Als die Manns wegzogen, erwarb zunächst der Verleger Willy Wiegand aus Bremen die Villa. 1925 wurde nebenan ein Landschulheim gebaut, das heutige Josefsheim und Hauptsitz der Armen Schulschwestern. Im Landhaus des Schriftstellers sollten die Mädchen untergebracht werden. Aus dem Projekt wurde nichts, weshalb die Kongregation im Jahr darauf beide Gebäude kaufte. Zu einem günstigen Preis, wie Hake sagt: "Das war zu Zeiten der Hyperinflation." Damals habe Michael Kardinal von Faulhaber zu den Schulschwestern gesagt, "das hat euch der heilige Josef zugeschustert", erzählt Schwester Edelhild.

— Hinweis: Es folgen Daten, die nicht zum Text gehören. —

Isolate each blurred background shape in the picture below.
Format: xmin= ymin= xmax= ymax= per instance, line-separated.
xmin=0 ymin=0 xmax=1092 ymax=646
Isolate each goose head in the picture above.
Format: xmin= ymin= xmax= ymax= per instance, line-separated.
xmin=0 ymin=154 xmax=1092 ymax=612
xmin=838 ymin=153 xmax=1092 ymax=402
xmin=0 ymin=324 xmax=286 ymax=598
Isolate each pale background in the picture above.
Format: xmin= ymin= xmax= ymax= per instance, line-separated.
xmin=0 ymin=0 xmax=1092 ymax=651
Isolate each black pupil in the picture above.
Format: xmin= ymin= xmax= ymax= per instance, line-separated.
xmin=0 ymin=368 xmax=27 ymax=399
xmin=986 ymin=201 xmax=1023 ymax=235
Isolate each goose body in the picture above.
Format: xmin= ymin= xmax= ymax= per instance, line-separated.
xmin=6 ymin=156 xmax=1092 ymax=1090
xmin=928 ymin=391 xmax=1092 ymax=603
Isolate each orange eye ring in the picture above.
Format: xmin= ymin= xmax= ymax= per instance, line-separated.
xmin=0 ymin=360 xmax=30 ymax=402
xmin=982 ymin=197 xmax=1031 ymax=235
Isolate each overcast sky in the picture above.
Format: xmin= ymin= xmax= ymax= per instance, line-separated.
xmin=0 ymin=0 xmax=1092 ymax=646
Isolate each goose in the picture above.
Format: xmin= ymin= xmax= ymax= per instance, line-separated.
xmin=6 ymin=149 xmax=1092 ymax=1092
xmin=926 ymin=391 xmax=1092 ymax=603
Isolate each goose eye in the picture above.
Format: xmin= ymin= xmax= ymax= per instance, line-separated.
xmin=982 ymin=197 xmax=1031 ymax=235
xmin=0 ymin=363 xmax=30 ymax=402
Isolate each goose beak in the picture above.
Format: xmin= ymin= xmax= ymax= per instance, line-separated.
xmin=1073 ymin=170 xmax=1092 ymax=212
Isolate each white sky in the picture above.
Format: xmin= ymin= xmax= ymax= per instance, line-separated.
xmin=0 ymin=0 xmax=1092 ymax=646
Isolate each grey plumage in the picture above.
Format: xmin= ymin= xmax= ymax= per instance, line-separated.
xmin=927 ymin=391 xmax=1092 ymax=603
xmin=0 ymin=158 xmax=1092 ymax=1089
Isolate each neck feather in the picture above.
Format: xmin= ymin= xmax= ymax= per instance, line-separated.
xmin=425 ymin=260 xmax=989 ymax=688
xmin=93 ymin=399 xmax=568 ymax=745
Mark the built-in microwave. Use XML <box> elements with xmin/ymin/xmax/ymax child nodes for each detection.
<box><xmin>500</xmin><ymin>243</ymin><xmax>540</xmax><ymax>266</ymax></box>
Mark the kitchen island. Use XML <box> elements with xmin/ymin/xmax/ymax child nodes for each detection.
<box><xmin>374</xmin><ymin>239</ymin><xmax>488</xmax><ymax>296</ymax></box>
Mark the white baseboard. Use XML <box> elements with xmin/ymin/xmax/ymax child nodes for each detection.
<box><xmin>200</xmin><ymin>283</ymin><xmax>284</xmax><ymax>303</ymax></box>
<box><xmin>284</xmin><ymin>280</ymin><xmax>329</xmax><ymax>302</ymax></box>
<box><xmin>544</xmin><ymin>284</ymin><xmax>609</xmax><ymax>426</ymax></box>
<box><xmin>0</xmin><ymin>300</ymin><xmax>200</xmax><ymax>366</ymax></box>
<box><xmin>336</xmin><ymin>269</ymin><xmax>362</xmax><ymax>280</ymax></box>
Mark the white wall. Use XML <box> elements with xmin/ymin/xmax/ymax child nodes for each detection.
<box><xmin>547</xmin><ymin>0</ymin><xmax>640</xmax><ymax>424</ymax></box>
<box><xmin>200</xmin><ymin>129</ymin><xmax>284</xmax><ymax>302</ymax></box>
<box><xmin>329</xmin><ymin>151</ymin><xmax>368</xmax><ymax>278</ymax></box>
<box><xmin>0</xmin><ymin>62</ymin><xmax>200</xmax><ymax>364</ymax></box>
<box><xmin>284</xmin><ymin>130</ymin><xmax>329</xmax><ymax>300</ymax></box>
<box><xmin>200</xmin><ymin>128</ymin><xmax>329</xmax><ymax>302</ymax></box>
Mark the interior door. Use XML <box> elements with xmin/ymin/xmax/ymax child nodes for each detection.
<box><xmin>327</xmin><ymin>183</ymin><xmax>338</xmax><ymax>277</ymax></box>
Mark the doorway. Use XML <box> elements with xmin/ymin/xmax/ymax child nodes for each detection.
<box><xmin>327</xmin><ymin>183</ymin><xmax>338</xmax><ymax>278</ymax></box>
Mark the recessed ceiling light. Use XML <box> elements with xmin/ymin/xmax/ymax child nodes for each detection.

Zusammen mit Schwester Gerhildis wohnt die 74-Jährige in der Mann-Villa und beherbergt dort auch Nonnen ihres Ordens, die aus anderen Orten zum Urlaub nach Tölz kommen. Die anderen 23 Armen Schulschwestern leben im Josefsheim.

Auch wenn in einem Schrank in der Diele etliche Werke von Thomas Mann gleich neben Büchern über Franz von Assisi und über den Jakobsweg im Bücherschrank stehen, bekennt Schwester Edelhild freimütig, dass sie "keinen großen Bezug zu Thomas Mann" habe. Als Sportlehrerin hatte sie lange an einer Montessori-Schule in Stockholm gearbeitet. Auch im Jubiläumsjahr wird die Mann-Villa für Besucher verschlossen bleiben, sie dürfen allerdings in den Garten mit den Kastanien, die der Schriftsteller gepflanzt hat. Vor dem Zaun steht ein Schild mit der Aufschrift: "Der Mensch soll um der Güte und Liebe willen dem Tode keine Herrschaft einräumen über seine Gedanken." Es stammt aus dem "Schnee-Kapitel", einer zentralen Passage aus dem Roman "Der Zauberberg". Was richtig viel Schnee bedeutet, hat Thomas Mann erst in Bad Tölz erlebt. In einem Brief schreibe er, dass er im Leben noch nie so viel Schnee gesehen habe wie hier.